While I can’t speak to Metroliner Parlor cars, I recall a family trip from Baltimore to New York sometime after the B&O stopped service East of Baltimore - PRR train and we had Parlor Car seats in both directions - more comfortable than coach.
I was in steerage on my Metroliner ride which was the same as Amfleet. Pretty comfy too. Especially compared to airplanes.
I only ride Parlor car service once on the old IC Panama Ltd. Champaign to Central Station in Chicago. Very comfy and smooth riding at up to 90mph around Paxton.
I was fortunate to have ridden from Penn Station to New London on the old New Haven in a Budd parlor car (Nathan Hale) back in '73 or so.
Doug and Clovis by Edmund, on Flickr
Quite comfortable, indeed, and we had our own attendant that kept the snacks and drinks coming. My one and only Metroliner ride was W.U.T. to Baltimore in coach but I did walk the whole train and check out the parlor seating. Not quite as comfortable as the Heywood ‘Sleepy Hollow’ seats but still better than coach. I think the ‘step up’ charge for the New London trip was about $7.00. Well worth the investment.
Metroliner_4-2-1969 by Edmund, on Flickr
Metroliner_4-2-1969_ob by Edmund, on Flickr
There were a few times while riding ‘the Corridor’ that I asked the conductor if there was any open sleeping car space which could be sold as ‘day parlor’ space for a slight additional charge. This gave me a quiet bedroom or roomette all to myself usually on one of the Florida trains.
Cheers, Ed
Those non-stop, 2.5 hour Metroliners must have been packed with business guys. Metroclub only $21.55 one way!
I still remember the commercials with the ‘whoooosh!’ and the “two hours and fifty-nine civilized minutes…”
‘She’s reading Nietzsche’ didn’t hold a candle to it.
I only made one round trip on a Metroliner. In 1970, I was 11 years old and had just become a railfan. We flew on United from Detroit to Newark to visit my aunt and uncle in New Brunswick. We get there and find out that their house is only a half dozen houses away from the NEC! One day, my uncle took us to NYC on a Metroliner. I had my nose pressed against the window the entire way. The first train that passed us in the opposite direction at speed scared the crap out of me.
They weren’t actually. Ridership was lower especially on the southbound run and they cancelled the nonstops just a year later.

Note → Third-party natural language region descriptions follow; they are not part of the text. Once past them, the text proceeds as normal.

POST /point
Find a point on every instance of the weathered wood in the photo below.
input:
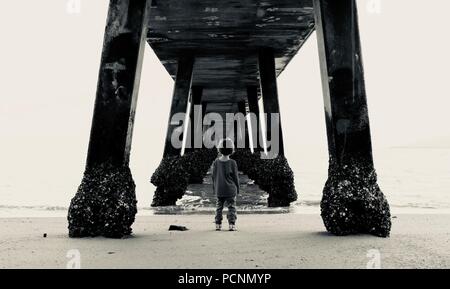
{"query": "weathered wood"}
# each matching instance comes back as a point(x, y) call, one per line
point(180, 99)
point(226, 36)
point(352, 201)
point(196, 115)
point(269, 91)
point(252, 96)
point(343, 80)
point(118, 84)
point(242, 135)
point(105, 203)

With the curved beltline, the windows were RIGHT THERE, and you had no effective warning.
I vastly preferred walking up to the cab and looking out the front, even if the onrushing ties induced a sort of highway hypnosis… much better views of the interesting stuff actually passing you, instead of a rifle-slot-high strip.
There was an article in Trains - [April 1971] by John J. Carmody, “The Case of the Fast-Moving Target” [page 20], about the Metroliners. Title alone says all about the small windows, even up front in the cab.
Metra trains from that era had the same size windows. Thank God that’s not an issue today. Metra windows are about twice the size now, maybe even more. I try to avoid the older cars if I can.
If I recall correctly the larger windows were mandated as allowing rescue workers with air-paks or other equipment to get in or out. Whether that establishes easier passenger ejection or rollover injury , I don’t know.
There was some New Jersey Transit issue about making the emergency windows so they would never pop out in an accident, but be easy for untrained passengers to open … but not vandalize. I think it was beck in the early small-window Comet days, and the last I remember seeing was some multiple-part pullout ring inside the elastomer window seal. Be interesting to see what is state of the art on some of these newer cars.
I’m not sure if they required larger windows but on the old Metra cars those small windows now have emergency exits built in. I was just in one this week. Loved the old pastel colors of the day.
So I don’t know if the law requires bigger windows or not, or whether just requires easily removed emergency exits. The Comet/Horizon cars have the small windows and they were in production up to 2005 if Wikipedia is accurate.